Of course, with fiction, there is a breakdown of genres within the broad genre: science fiction, romance, historical fiction, mystery, horror, detective stories, action, fantasy and adventure. See a list of umbrella genres at Rock Your Writing.
Contrasted with ‘commercial fiction’ is ‘literary fiction’, in which experiences and insights, both positive or negative, are what count. However, when I hear this term nowadays, I think back to classical writers of the past: Jane Austen, George Eliot and Charles Dickens, who employed an omniscient point of view and approach, and upheld classical traditions of the time. ‘Creative Writing’ is the new general term that has sprung up in its place.
Literary fiction has almost lost its significance today, since most writers are writing for commercial reasons, to be published or self-published in books, eBooks, or online, as quickly as possible. For that reason, the term “creative writing” is more appropriate as a general term for writing that employs fictional devices today. This distinguishes it from academic writing, on the one hand, which endeavours to present factual or argumentative texts in an objective framework. Journalistic writing, too, is based on the principal goal of providing factual information to the public, although there will be some overlap with fictional genres in the expression.
Truman Capote’s non-fiction work “In Cold Blood” (1966 ) is looked on as the forerunner of this genre in modern times. It is also the ultimate true crime novel. Based on painstaking research and interviews, Capote used the story of the cold-blooded killing of a family in rural Kansas, and his investigation of the crime, as the plot for his novel. It is written brilliantly, employing all the techniques of the best fictional writing: strong characterisation, realistic sounding dialogue, vivid imagery, and narrative suspense, without wavering from the facts. (Apart, perhaps from the ending, where he improvises a little; endings are often difficult for this type of writing).

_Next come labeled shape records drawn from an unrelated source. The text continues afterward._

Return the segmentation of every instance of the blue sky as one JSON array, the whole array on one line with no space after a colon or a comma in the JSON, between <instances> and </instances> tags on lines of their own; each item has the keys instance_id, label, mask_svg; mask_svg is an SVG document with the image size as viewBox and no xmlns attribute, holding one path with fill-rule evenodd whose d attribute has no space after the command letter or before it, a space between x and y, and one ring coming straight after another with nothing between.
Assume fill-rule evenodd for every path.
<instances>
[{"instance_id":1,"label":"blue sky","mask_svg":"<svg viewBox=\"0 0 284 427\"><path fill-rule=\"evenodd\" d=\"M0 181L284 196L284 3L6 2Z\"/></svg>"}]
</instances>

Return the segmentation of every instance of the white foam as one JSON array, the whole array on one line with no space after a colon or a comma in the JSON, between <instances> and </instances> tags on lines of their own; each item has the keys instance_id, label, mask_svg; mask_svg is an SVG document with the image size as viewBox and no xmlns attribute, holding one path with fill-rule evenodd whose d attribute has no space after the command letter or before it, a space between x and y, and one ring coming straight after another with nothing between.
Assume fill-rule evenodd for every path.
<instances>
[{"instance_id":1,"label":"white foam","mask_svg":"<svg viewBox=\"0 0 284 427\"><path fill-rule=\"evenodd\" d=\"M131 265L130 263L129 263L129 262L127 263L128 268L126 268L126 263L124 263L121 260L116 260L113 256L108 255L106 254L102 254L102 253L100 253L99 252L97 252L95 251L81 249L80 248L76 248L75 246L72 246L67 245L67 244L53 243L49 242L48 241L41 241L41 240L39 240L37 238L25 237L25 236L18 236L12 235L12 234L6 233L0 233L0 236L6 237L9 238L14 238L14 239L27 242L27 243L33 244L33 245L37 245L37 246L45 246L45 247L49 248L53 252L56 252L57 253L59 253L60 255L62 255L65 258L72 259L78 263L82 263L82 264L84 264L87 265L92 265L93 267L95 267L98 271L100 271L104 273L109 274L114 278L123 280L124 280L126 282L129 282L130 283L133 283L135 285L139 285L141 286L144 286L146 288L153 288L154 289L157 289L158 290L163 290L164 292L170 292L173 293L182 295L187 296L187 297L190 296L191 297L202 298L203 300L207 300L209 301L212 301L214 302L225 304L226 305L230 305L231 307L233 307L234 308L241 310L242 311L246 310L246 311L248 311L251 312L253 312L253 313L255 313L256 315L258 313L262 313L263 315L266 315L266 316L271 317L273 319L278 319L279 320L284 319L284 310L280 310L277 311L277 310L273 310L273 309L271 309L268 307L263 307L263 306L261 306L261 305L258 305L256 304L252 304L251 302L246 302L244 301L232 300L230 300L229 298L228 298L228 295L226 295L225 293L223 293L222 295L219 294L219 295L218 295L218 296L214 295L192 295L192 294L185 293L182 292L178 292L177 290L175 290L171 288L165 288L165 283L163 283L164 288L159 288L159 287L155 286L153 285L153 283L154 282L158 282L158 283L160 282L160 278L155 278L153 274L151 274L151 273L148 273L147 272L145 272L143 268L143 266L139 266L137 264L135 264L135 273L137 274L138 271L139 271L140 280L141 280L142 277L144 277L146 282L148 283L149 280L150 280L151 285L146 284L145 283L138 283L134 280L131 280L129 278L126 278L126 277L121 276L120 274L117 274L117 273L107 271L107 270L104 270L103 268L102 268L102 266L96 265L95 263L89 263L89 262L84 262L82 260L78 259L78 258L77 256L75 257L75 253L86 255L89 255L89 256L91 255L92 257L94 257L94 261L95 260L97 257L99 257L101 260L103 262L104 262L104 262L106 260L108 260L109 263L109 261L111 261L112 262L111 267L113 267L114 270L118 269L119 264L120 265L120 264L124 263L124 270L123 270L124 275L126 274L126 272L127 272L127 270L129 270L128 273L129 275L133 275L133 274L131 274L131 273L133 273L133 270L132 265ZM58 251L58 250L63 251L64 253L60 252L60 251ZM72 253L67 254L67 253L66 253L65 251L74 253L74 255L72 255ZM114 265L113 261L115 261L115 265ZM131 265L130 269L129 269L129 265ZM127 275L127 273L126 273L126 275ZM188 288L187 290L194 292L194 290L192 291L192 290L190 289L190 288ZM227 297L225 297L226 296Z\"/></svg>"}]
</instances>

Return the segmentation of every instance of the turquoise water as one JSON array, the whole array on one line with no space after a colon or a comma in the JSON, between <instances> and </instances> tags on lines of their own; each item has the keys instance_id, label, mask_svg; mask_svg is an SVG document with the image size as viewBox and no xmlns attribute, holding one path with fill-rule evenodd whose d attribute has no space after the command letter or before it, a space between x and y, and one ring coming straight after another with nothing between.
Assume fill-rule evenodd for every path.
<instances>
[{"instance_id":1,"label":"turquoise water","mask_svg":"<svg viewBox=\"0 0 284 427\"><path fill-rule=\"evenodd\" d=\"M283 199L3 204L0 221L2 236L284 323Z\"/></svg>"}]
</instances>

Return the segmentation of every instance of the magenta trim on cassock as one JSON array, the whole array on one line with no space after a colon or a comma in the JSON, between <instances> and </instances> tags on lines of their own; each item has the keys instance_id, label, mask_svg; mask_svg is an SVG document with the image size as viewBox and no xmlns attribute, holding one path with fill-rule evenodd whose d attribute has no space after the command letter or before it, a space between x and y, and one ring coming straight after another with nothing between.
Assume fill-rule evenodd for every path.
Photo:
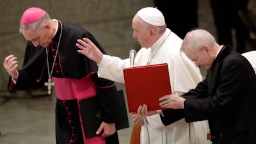
<instances>
[{"instance_id":1,"label":"magenta trim on cassock","mask_svg":"<svg viewBox=\"0 0 256 144\"><path fill-rule=\"evenodd\" d=\"M52 77L56 97L60 100L77 100L81 125L83 125L82 116L79 101L96 95L96 85L90 76L82 79L58 78ZM82 132L84 136L83 127ZM105 144L105 139L100 136L84 138L84 144Z\"/></svg>"}]
</instances>

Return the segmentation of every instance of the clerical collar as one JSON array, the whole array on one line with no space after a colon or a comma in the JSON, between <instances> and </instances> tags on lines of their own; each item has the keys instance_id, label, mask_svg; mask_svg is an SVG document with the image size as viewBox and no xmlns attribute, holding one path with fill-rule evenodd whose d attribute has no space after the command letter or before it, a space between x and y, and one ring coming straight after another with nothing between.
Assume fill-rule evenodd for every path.
<instances>
[{"instance_id":1,"label":"clerical collar","mask_svg":"<svg viewBox=\"0 0 256 144\"><path fill-rule=\"evenodd\" d=\"M166 28L164 33L150 47L151 52L150 53L154 53L159 48L164 40L168 38L170 35L170 33L172 33L171 30L168 28Z\"/></svg>"},{"instance_id":2,"label":"clerical collar","mask_svg":"<svg viewBox=\"0 0 256 144\"><path fill-rule=\"evenodd\" d=\"M56 35L57 32L58 32L58 31L59 29L59 22L58 22L58 20L56 20L56 19L52 19L52 21L55 21L56 23L56 28L55 29L55 32L54 32L54 34L53 35L53 37L52 37L52 40L55 40L56 41L56 40L58 40L58 37L55 36Z\"/></svg>"}]
</instances>

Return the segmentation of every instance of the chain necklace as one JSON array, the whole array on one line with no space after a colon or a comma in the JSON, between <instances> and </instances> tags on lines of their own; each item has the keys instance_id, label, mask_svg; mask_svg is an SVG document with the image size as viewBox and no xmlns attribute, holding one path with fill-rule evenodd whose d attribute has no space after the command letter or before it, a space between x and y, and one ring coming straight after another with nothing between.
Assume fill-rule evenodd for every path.
<instances>
[{"instance_id":1,"label":"chain necklace","mask_svg":"<svg viewBox=\"0 0 256 144\"><path fill-rule=\"evenodd\" d=\"M164 41L163 41L163 42L161 44L160 46L158 47L156 51L155 52L154 52L152 57L151 58L150 60L148 60L148 62L147 63L147 65L148 65L149 64L150 64L151 61L153 60L154 56L155 56L158 50L160 49L160 47L162 46L163 44L164 43L165 40L168 38L168 37L169 37L170 34L171 34L172 31L170 31L168 34L168 35L167 36L167 37L164 40ZM152 51L152 50L151 50Z\"/></svg>"},{"instance_id":2,"label":"chain necklace","mask_svg":"<svg viewBox=\"0 0 256 144\"><path fill-rule=\"evenodd\" d=\"M52 92L51 91L51 90L52 89L52 86L54 85L54 82L51 82L52 79L51 79L51 76L52 74L52 71L53 71L53 68L54 67L54 63L56 61L56 60L57 58L57 54L58 54L58 51L59 50L59 46L60 46L60 39L61 38L61 35L62 35L62 24L60 21L59 21L61 25L61 31L60 31L60 38L59 38L59 42L58 42L58 45L57 45L57 49L56 49L56 52L55 54L55 58L54 60L53 60L53 63L52 63L52 69L51 70L51 73L50 73L50 68L49 67L49 58L48 58L48 49L47 47L45 47L46 49L46 60L47 61L47 70L48 70L48 82L45 82L44 83L44 85L47 86L47 89L48 89L48 94L51 94L52 93ZM58 22L57 22L58 24Z\"/></svg>"}]
</instances>

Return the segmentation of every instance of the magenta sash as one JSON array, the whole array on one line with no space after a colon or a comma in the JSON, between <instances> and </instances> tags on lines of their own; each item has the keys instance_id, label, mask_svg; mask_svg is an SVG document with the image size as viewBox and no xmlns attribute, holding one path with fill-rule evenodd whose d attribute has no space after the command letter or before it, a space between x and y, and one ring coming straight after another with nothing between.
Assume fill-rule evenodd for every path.
<instances>
[{"instance_id":1,"label":"magenta sash","mask_svg":"<svg viewBox=\"0 0 256 144\"><path fill-rule=\"evenodd\" d=\"M79 101L96 95L96 85L90 76L82 79L58 78L52 77L56 97L60 100L77 99L81 125L83 125ZM82 132L84 136L83 127ZM95 136L86 139L83 136L84 144L105 144L105 139Z\"/></svg>"}]
</instances>

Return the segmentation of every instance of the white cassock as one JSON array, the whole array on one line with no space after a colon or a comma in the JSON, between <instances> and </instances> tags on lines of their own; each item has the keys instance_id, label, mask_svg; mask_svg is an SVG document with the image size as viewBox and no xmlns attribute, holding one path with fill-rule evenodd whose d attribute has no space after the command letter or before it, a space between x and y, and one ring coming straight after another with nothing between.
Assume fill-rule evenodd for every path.
<instances>
[{"instance_id":1,"label":"white cassock","mask_svg":"<svg viewBox=\"0 0 256 144\"><path fill-rule=\"evenodd\" d=\"M137 53L134 66L166 63L168 65L172 92L181 95L195 88L202 81L200 70L184 52L180 52L182 40L170 29L148 49ZM104 55L99 63L99 77L124 83L123 69L130 67L130 60ZM147 116L150 143L152 144L205 144L207 143L206 121L186 123L184 118L168 126L161 122L159 115ZM145 127L141 127L141 144L147 143Z\"/></svg>"}]
</instances>

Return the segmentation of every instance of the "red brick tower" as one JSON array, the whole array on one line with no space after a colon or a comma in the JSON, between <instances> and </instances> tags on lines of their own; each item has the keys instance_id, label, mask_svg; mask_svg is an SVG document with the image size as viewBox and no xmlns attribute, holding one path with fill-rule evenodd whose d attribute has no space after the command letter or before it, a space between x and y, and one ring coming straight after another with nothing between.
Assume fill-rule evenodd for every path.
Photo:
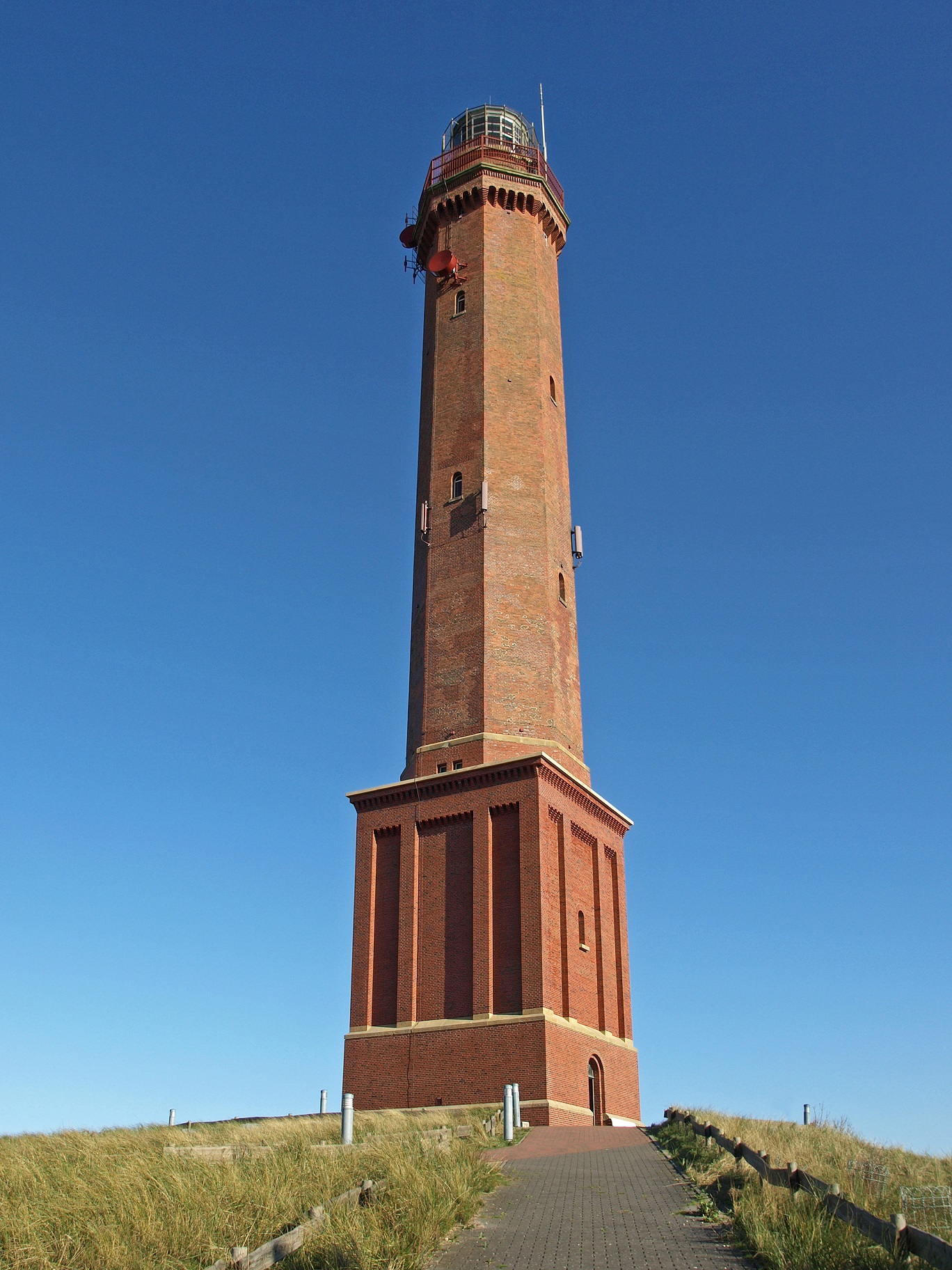
<instances>
[{"instance_id":1,"label":"red brick tower","mask_svg":"<svg viewBox=\"0 0 952 1270\"><path fill-rule=\"evenodd\" d=\"M564 196L531 126L454 119L402 240L426 271L407 758L350 794L344 1087L637 1120L622 839L590 787L562 394ZM446 142L446 138L444 138Z\"/></svg>"}]
</instances>

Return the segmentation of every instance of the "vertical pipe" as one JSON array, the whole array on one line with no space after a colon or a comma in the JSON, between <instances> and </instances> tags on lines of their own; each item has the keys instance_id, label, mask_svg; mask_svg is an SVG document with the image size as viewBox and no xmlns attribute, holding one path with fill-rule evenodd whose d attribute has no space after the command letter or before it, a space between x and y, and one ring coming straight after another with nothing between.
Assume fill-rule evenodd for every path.
<instances>
[{"instance_id":1,"label":"vertical pipe","mask_svg":"<svg viewBox=\"0 0 952 1270\"><path fill-rule=\"evenodd\" d=\"M506 1085L503 1093L503 1137L506 1142L513 1140L513 1087Z\"/></svg>"},{"instance_id":2,"label":"vertical pipe","mask_svg":"<svg viewBox=\"0 0 952 1270\"><path fill-rule=\"evenodd\" d=\"M340 1102L340 1140L345 1147L354 1142L354 1096L345 1093Z\"/></svg>"}]
</instances>

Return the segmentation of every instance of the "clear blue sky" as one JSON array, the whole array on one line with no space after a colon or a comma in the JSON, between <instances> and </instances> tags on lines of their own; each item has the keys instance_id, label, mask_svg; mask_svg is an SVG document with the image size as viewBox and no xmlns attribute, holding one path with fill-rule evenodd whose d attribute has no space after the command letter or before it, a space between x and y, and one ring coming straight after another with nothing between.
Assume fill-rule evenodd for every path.
<instances>
[{"instance_id":1,"label":"clear blue sky","mask_svg":"<svg viewBox=\"0 0 952 1270\"><path fill-rule=\"evenodd\" d=\"M952 1151L946 0L0 14L0 1129L340 1092L457 110L537 121L645 1114Z\"/></svg>"}]
</instances>

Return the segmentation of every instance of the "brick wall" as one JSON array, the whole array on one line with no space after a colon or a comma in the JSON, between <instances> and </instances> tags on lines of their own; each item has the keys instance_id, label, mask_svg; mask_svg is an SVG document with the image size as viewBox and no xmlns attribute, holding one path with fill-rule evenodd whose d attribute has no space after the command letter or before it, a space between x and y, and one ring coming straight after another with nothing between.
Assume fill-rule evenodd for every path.
<instances>
[{"instance_id":1,"label":"brick wall","mask_svg":"<svg viewBox=\"0 0 952 1270\"><path fill-rule=\"evenodd\" d=\"M621 1041L630 1031L628 822L543 756L352 799L358 843L369 845L363 857L358 850L345 1043L345 1083L357 1106L484 1102L517 1080L528 1100L584 1109L594 1054L609 1113L637 1119L637 1054ZM579 947L580 909L588 951ZM362 1030L385 1008L378 984L386 986L386 1008L416 1030ZM537 1022L533 1012L542 1011L565 1025L548 1016ZM505 1015L513 1021L499 1021ZM453 1019L472 1022L449 1026Z\"/></svg>"}]
</instances>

One of the first attempts at a creative non-fiction novel in Australia was “Poppy” by Drusilla Modjeska (Penguin 1990), in which the author recounts her mother’s life; it is well told but lacks the dramatic, page-turning aspect of plot-driven fiction. A past master at this subjective type of writing is Helen Garner, whose “The First Stone” is now a classic, as well as a cause of ongoing controversy for student discussion in Creative Writing Courses in Australian universities.
“Memoir” has taken on a slightly different aspect within this new context. It still belongs within the category of non-fiction and refers to first person narration that focuses on a particular aspect or period of a person’s life. Memoir “sticks to the facts” but especially today, often employs creative techniques, such as narrative drive, strong characterisation, vivid dialogue, and dramatised events.
Most fiction is based on one’s experience, however the connections are concealed behind invented characters, settings and names. Many writers are wary of “treading on the toes” of living relatives and friends when they recount true events. It is easier and less constricting to invent, rather than to recount the facts.
Lee Gutkind, an American author, is looked on as the Godfather of Creative Nonfiction today. He is the editor of a Creative Non-fiction journal and the author of Keep It Real: Everything You Need to Know About Researching and Writing Creative Nonfiction.
The Hero’s Journey
Is this archetype basic to all good stories?
I had attended a seminar on “The Hero’s Journey” and could not see how this theory, first elaborated by the American scholar Joseph Campbell “The Hero With A Thousand Faces” (1949), could be applied in a helpful sense to my writing. George Lucas used it in the “Star Wars” movies and it is very relevant for screen writers in the film industry today in the United States and elsewhere. It is based on the idea of the “monomyth”, i.e. that all stories can be conflated into one: the hero’s journey. This starts with the Call to Adventure, continues through Initiation, and ends with the Return. Each of the three stages can be broken up into sub-sections linked to certain archetypes. I feel that this theory can be applied more readily to commercial mass media genres, such as the “Star Wars” screenplays, than to literary writing, at least in terms of plot. However, even here, I could be challenged by those who know. Are stories all ultimately conflated into the hero’s journey?
Finally, I can see that the archetypes are invaluable as guides for creating character types in fiction.
Just as the debate on genres changes in response to commercial interests, this is true with relevance to movies on the big screen as well.